In our first year, random subset of those 10,000 organizations, including everyone from Pop Warner to a myriad of independents. In the second year, the fact that Pop Warner and their leadership embraced this -- and they've been terrific. They have helped us get toward 100 percent of their members signing on. I give a lot of credit to Pop Warner and their leadership for embracing this program and pushing it through.
You now have four of the Big Five power conferences involved. How important has it been to get major college conferences adopt the program?
Just like the NFL, the 32 NFL teams and coaches have great influence. To expand that to the college level, they reach a greater number of players than just those that make it to the NFL. Inarguably, at the high school level, where there is even a greater number of schools, it gives us what we call an influencers' strategy. We reach these conferences with their coaches and their athletic directors, they believe in this program and endorse it. In fact, in many cases they engage in it.

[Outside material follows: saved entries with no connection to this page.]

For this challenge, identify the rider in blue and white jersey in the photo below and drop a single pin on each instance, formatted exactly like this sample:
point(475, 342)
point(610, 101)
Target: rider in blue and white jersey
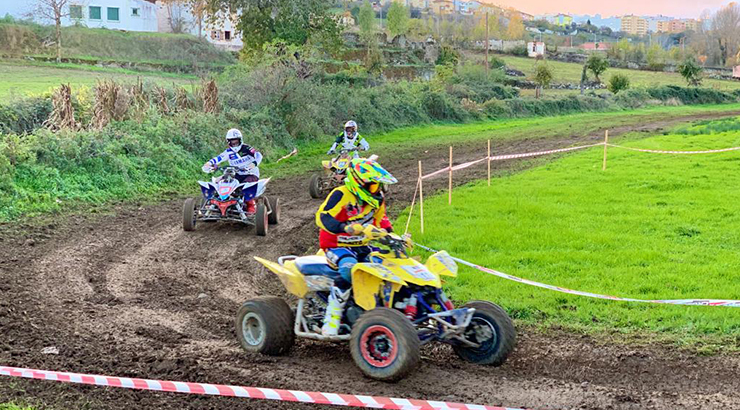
point(241, 156)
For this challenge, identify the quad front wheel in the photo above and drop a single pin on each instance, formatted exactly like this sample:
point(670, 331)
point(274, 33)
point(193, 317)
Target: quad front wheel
point(188, 215)
point(492, 329)
point(265, 325)
point(385, 345)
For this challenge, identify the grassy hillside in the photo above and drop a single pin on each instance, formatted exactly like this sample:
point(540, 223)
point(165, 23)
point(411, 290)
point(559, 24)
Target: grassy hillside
point(170, 52)
point(571, 73)
point(21, 79)
point(131, 160)
point(650, 227)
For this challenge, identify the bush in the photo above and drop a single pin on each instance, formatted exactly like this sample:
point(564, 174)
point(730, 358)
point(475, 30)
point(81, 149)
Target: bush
point(691, 71)
point(633, 98)
point(691, 95)
point(618, 82)
point(24, 115)
point(597, 65)
point(496, 62)
point(519, 51)
point(448, 56)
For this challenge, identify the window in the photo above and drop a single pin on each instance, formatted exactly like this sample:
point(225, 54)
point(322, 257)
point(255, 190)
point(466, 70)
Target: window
point(95, 13)
point(75, 11)
point(112, 13)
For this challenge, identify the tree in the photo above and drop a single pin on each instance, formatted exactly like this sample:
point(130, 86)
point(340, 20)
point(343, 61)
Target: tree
point(597, 65)
point(726, 31)
point(542, 76)
point(176, 14)
point(398, 19)
point(691, 71)
point(295, 22)
point(52, 10)
point(584, 77)
point(618, 82)
point(515, 31)
point(366, 21)
point(656, 57)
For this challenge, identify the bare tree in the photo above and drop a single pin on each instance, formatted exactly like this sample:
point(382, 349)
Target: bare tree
point(176, 13)
point(52, 10)
point(726, 31)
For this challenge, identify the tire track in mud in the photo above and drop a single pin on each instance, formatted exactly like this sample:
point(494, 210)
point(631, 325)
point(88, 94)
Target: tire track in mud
point(134, 295)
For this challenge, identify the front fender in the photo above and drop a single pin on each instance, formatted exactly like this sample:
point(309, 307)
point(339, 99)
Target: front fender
point(293, 280)
point(442, 264)
point(370, 280)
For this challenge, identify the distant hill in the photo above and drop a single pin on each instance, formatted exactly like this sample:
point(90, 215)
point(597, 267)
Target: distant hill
point(172, 52)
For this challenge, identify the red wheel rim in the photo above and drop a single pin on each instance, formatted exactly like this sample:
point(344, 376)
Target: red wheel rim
point(378, 346)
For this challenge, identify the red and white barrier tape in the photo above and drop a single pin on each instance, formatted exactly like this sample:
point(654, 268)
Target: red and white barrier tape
point(555, 151)
point(713, 151)
point(505, 157)
point(347, 400)
point(685, 302)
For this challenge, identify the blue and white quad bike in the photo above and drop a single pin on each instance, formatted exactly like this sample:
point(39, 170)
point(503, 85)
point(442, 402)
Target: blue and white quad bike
point(225, 199)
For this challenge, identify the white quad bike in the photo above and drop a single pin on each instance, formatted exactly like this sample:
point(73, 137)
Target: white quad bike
point(225, 199)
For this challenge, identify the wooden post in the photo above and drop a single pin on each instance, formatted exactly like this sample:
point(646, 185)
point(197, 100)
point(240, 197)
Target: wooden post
point(489, 162)
point(606, 142)
point(449, 200)
point(411, 209)
point(421, 198)
point(487, 44)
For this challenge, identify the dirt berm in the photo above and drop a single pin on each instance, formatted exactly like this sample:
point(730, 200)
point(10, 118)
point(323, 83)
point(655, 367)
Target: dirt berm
point(131, 294)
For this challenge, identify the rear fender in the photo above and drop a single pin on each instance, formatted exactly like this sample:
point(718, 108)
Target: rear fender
point(370, 280)
point(442, 264)
point(293, 280)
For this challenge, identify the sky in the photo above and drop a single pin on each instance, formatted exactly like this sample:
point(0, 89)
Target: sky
point(673, 8)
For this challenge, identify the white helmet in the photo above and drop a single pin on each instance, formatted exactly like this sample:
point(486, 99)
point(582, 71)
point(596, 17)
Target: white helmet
point(350, 124)
point(234, 134)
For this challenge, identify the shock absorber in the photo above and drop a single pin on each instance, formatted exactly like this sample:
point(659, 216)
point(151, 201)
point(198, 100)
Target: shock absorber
point(446, 301)
point(411, 309)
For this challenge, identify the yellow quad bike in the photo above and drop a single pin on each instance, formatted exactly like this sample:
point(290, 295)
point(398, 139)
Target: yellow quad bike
point(395, 306)
point(333, 174)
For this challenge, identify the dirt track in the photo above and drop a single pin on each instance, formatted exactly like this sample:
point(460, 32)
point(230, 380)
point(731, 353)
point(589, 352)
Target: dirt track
point(134, 295)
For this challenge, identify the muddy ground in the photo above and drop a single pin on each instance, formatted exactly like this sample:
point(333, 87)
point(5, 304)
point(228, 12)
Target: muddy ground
point(131, 294)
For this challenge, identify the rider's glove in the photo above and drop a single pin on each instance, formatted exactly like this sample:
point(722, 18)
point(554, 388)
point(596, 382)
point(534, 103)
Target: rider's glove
point(354, 229)
point(373, 232)
point(408, 242)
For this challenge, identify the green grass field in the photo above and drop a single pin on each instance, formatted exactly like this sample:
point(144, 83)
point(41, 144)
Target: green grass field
point(571, 73)
point(11, 406)
point(406, 141)
point(650, 227)
point(17, 79)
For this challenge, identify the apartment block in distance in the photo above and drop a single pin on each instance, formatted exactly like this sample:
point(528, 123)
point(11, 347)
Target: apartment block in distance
point(677, 26)
point(634, 25)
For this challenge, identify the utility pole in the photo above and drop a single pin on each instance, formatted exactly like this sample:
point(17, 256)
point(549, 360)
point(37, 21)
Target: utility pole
point(487, 44)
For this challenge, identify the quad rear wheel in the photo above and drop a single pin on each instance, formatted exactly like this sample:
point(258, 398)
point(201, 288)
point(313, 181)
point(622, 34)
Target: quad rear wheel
point(188, 214)
point(385, 345)
point(265, 325)
point(493, 330)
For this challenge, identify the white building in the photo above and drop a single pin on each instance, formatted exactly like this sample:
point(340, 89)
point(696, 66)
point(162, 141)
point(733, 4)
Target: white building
point(131, 15)
point(176, 17)
point(536, 49)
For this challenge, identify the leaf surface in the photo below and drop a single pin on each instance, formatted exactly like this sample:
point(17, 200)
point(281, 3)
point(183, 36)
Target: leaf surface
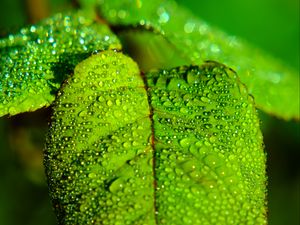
point(271, 82)
point(35, 61)
point(179, 146)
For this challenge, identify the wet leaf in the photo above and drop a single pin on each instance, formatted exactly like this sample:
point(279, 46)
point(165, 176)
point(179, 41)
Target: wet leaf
point(178, 146)
point(35, 61)
point(271, 82)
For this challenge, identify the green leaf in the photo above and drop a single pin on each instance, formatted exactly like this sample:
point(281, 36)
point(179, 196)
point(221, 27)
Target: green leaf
point(35, 61)
point(271, 82)
point(179, 146)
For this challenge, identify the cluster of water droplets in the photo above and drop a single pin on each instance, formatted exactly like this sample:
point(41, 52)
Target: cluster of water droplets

A good example of that is (coach) Brady Hoke of Michigan. He has adopted Heads Up Football into his youth and high school-based camps. If you are a high school coach and you go to the University of Michigan camp, he is teaching Heads Up Football. He did that on his own. ... In addition, he'll travel around Michigan and Ohio talking to those coaches, preaching Heads Up Football. It doesn't get any better than that. There are many across all of the different conferences that have embraced this in a great way. You can only imagine the power and the influence which that has when those coaches are standing in front of high school coaches or just parents.
What are the next step for Heads Up Football? What you like to see it do in the future?
Naturally we want to ultimately see all 10,000 youth football organizations and all 15,000 high schools with varsity programs to be practicing Heads Up Football. The other thing we want to do is continue to evolve it. A lot of times people say to us, "What about running? What about blocking? What about other safety-oriented issues that need to be addressed, like sudden cardiac arrest?" We couldn't agree more. All of those need to be addressed, but we needed to walk before we could run. We have a rollout schedule. Next we want to put out Heads Up running and Heads Up blocking. Over the next couple years, we will continue to roll out and incorporate new safety elements and better football elements to continue to evolve and improve the program.
The other thing we want to do is continue to find ways to get in front of more and more parents. I think we do a reasonably good job of that now. That's an element that's further down the continuum of the multiple steps of Heads Up Football. And we want to make sure that parents thoroughly understand Heads Up Football. We need to find as many ways as possible to get the program in front of them.